A Pomi, por inspirar este relato.

Somos el resultado de un sinfín de enlaces. Uniones naturales: átomos, biomoléculas, células, tejidos, órganos, sistemas funcionales… cuerpos con masa atraídos por la Tierra gracias a nuestro propio peso, rotando sobre su eje planetario, orbitando alrededor de una estrella en un movimiento de traslación constante, insertos en un universo que ni llegamos a imaginar.

¡Materia y fuerzas! Partículas orgánicas sometidas a las leyes de la química y de la física. Nuestras vivencias y nuestro cuadro social son los ejes que configuran los sistemas de referencia en los que se mueven nuestras realidades. 

El sendero del Eifonso sería testigo de cómo afectan esas leyes a nuestras dinámicas.
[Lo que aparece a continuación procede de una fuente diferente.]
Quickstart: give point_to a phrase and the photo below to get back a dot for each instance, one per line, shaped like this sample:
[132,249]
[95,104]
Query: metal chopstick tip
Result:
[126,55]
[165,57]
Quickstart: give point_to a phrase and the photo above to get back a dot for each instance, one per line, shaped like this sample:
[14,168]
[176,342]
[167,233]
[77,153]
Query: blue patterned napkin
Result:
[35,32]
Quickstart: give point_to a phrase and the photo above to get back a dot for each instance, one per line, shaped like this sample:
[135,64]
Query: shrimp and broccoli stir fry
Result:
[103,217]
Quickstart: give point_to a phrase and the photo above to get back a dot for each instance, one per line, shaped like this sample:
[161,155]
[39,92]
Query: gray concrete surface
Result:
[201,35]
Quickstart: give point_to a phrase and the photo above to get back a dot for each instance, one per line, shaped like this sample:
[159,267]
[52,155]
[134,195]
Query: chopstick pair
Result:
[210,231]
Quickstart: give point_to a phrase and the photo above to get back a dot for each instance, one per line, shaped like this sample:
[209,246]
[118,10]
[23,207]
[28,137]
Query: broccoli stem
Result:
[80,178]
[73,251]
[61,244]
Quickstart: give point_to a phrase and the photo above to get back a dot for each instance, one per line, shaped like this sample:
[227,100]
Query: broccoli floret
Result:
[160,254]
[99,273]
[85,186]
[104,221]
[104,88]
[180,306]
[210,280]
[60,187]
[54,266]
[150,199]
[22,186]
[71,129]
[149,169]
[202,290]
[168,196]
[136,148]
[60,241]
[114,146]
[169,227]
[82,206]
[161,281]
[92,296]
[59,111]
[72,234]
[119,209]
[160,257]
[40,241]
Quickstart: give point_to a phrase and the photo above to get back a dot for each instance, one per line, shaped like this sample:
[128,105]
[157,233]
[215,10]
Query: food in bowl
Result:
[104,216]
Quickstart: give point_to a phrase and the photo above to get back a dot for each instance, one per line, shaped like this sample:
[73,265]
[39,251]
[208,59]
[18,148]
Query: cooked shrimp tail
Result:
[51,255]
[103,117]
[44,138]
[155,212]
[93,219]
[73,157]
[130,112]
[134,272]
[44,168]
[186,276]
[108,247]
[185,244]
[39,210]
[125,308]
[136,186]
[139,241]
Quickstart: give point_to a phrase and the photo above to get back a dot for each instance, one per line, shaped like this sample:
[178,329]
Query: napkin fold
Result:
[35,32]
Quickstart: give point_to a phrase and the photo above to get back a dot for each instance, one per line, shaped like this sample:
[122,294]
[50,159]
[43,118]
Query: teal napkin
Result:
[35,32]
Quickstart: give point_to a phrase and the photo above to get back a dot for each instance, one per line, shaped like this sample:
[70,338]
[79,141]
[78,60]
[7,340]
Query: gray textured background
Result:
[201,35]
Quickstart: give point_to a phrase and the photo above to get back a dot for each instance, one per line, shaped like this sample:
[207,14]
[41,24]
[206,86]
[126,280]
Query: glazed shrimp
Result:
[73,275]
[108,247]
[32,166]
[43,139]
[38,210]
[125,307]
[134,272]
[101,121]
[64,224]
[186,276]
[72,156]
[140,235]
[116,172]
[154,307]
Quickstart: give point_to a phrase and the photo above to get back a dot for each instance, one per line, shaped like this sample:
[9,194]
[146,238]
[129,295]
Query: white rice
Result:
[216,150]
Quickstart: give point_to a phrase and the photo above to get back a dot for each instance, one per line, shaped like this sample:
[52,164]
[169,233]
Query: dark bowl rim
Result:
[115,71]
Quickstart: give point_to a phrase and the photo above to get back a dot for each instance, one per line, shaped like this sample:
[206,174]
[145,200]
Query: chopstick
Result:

Aquel árbol iba a ser la reacción que haría colisionar aquellos dos mundos. Roberto llevaba un par de días currando en unos ferrados de monte que tenía al lado del río. Normalmente le gustaba trabajar allí; el cantar de sus saltos y los rumores del bosque de ribera le ayudaban a quemar sus pensamientos, a dejar la mente en blanco. Pero era domingo y, desde que ese camino se diera a conocer como ruta de senderismo, detestaba ir los fines de semana. Ahora, los sábados, domingos o festivos era invadida por senderistas que, llegados sobre todo de la ciudad vecina, aprovechaban para escapar y desconectar de un modelo urbanístico que cada año pensaba menos en su vecindad. 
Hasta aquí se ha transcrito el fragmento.